Frequently Asked Questions
How do I process PDFs in parallel on Linux to use multiple CPU cores?
Use GNU Parallel: `sudo apt install parallel`. Then: `parallel gs -dBATCH -dNOPAUSE -q -sDEVICE=pdfwrite -dPDFSETTINGS=/ebook -sColorConversionStrategy=RGB -sOutputFile=compressed/{} {} ::: *.pdf`. This runs Ghostscript on all PDFs simultaneously, using all available CPU cores.
How do I track which PDFs have already been processed in a batch script on Linux?
Check if the output file already exists before processing: `if [ -f "$output" ]; then echo "Skipping $filename (already done)"; continue; fi`. Add this check at the start of your loop to make scripts resumable — if they're interrupted, they pick up where they left off.
Can I run PDF batch scripts as a cron job on Linux?
Yes. Add to crontab with `crontab -e`. Example to run batch compression every night at 2am: `0 2 * * * /home/user/scripts/batch_compress.sh /home/user/documents/incoming >> /home/user/logs/compress.log 2>&1`. Use absolute paths in cron jobs since cron has a minimal PATH.

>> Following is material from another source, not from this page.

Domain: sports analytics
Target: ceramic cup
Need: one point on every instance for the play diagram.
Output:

How do I handle errors gracefully in PDF batch scripts on Linux?
Check exit codes after each command and log failures: `if ! gs ... ; then echo "ERROR: Failed to compress $filename" >> error.log; continue; fi`. This skips failed files and logs them without aborting the entire batch. Review the error log after the run to investigate failures.